Mais do que uma referência ao cinema de Murnau, seja pelo título ou pela protagonista chamada Aurora, o filme de Miguel Gomes guarda uma relação com o período mudo da sétima arte que responde alguns anseios sentidos pelo cinema neste início de década. Não é preciso recuar muito no tempo. Há um ano vimos este ‘retorno às origens da linguagem’ alcançar o grande público e as premiações; O Artista e Hugo Cabret popularizaram uma espécie de urgência pelo passado que vinha se disseminando por circuitos alternativos há vários anos. Vimos o cinema mudo sendo retomado, reciclado e pasteurizado com um carinho que, de fato, não avançou muito no tempo, mas dele se tornou vítima. E por isso a pertinência de um filme como Tabu não ser apenas ‘mais um’ dentro de um grupo que guarda a memória com um respeito quase enlutado; Tabu é ‘aquele’ que finalmente transforma o elogio em subversão, que faz da homenagem o ponto de novidade, que pega a história do cinema não para revestir sua narrativa, mas para fazer dela o tapete, para nela se apoiar (sem medo de pisá-la) e assim ir adiante. 

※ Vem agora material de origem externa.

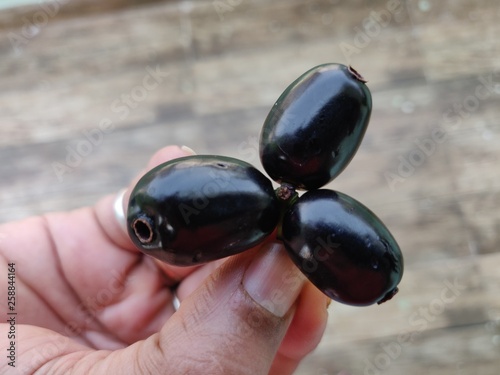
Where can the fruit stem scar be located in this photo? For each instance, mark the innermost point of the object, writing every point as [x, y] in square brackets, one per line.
[143, 230]
[356, 74]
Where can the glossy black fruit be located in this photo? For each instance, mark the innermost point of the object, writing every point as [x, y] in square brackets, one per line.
[201, 208]
[316, 126]
[342, 247]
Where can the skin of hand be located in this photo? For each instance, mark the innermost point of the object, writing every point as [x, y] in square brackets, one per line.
[88, 302]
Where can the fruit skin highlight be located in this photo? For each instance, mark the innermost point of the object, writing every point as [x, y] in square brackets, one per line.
[315, 127]
[342, 247]
[197, 209]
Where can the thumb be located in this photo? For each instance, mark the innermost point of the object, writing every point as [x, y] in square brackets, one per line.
[234, 323]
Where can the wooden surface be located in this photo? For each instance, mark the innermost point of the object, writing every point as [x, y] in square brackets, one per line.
[434, 72]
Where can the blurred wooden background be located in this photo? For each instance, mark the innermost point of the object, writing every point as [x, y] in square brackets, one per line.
[429, 164]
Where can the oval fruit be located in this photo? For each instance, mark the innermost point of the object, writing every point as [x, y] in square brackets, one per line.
[197, 209]
[342, 247]
[315, 127]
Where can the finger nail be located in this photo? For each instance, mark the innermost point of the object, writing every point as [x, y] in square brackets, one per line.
[189, 150]
[273, 281]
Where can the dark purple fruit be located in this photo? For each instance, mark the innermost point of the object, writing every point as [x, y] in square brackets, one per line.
[197, 209]
[315, 127]
[342, 247]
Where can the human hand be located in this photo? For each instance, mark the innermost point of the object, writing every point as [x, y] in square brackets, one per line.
[89, 302]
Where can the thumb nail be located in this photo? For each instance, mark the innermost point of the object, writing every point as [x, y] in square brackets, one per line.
[273, 281]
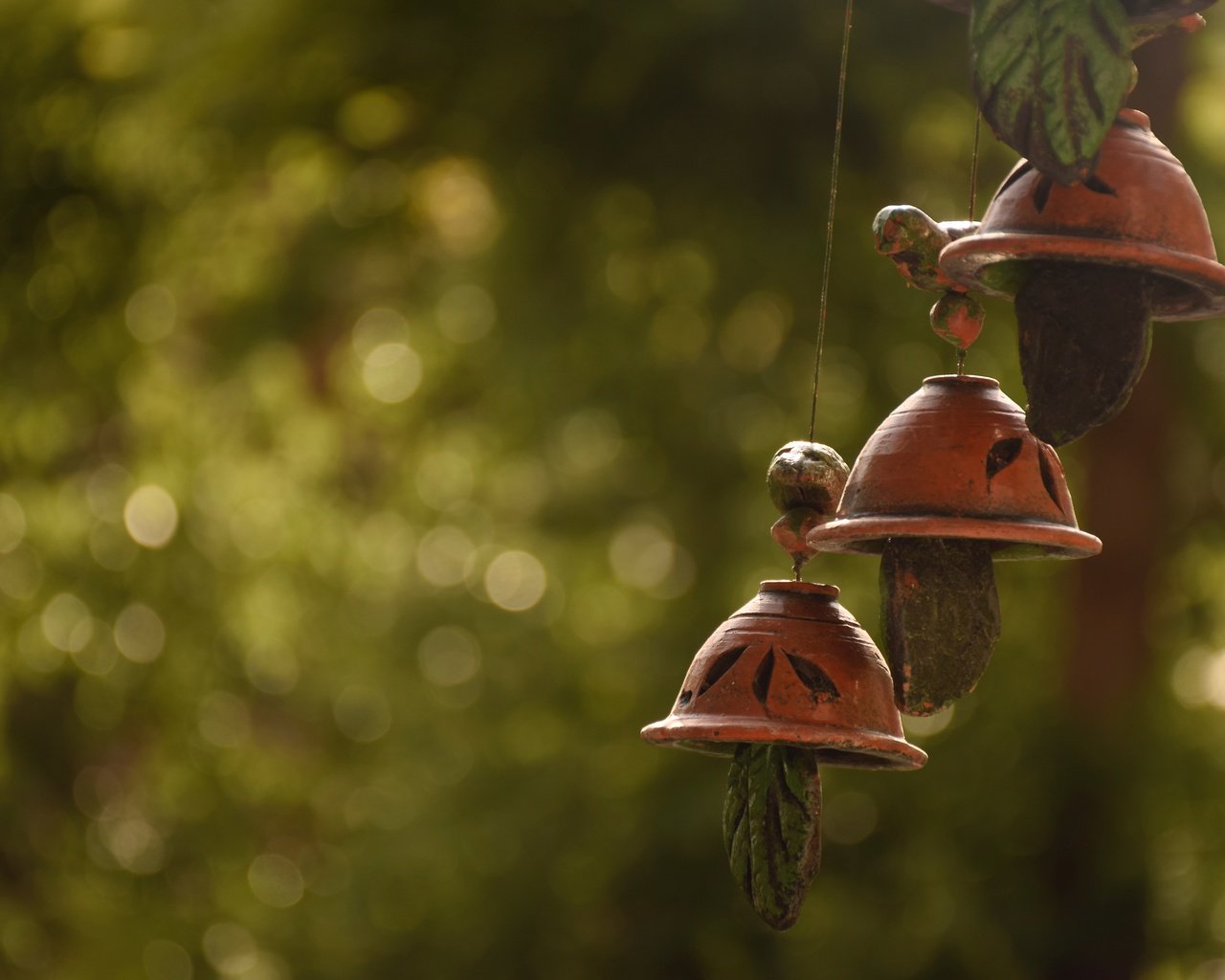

E se a ideia de uma experiência incompleta é a que parece melhor definir o movimento de Miguel Gomes, isso acontece porque todo seu novo trabalho é elaborado nesta precisa concentração do que não se pode ver/ouvir dentro de uma representação cinemática do mundo. Além da omissão provocada pelo áudio (aquela que me permitiu brincar com a falta de legendas na sessão em que estive), Tabu desorienta o espectador por aquilo que também rouba de seus olhos. É exemplar o manuseio de elipses que dão forma à sua personagem principal: Aurora (encarnada por duas atrizes, na juventude e na velhice: Ana Moreira e Laura Soveral), que precisa morrer e assim provocar a ausência de um corpo presente, para que seu passado venha à tona. Mas não vemos a sua morte. Em nenhum momento vislumbramos o cadáver desta que impelirá a segunda parte do filme. Assim como, durante as lembranças deste passado, saberemos do dramático nascimento de seu filho, fruto de um caso extraconjugal, mas também não veremos o momento do parto. Morte e Nascimento, escondidos do nosso olhar. 

O tratamento que Miguel Gomes dedica ao conceito de um cinema silencioso torna-se preciso por não haver, de sua parte, um desejo de completar as lacunas que eventualmente se erguem durante uma sequência montada de imagens. Com Tabu, Gomes enfatiza a necessidade do caos, do que não pode ser esclarecido ou organizado dentro de uma arte que muitas vezes é considerada a plena união das outras linguagens, um encontro pacífico de expressões. Tabu é a desintegração da ordem, este dedo na ferida que acrescenta por seu próprio nome (tabu, o que é proibido — no caso, o que não se pode ver e ouvir) uma compreensão quase primitiva de cinema e, por isso mesmo, voltada para o futuro desta arte. Encerrada a sessão do filme, fica a certeza de que Gomes não estava olhando para trás ao lidar com o cinema em sua história; ele atesta um olhar muito bem direcionado para o que esta história ainda constrói, e tudo que ela dará. Experiência que não pode se completar, para que haja o amanhã.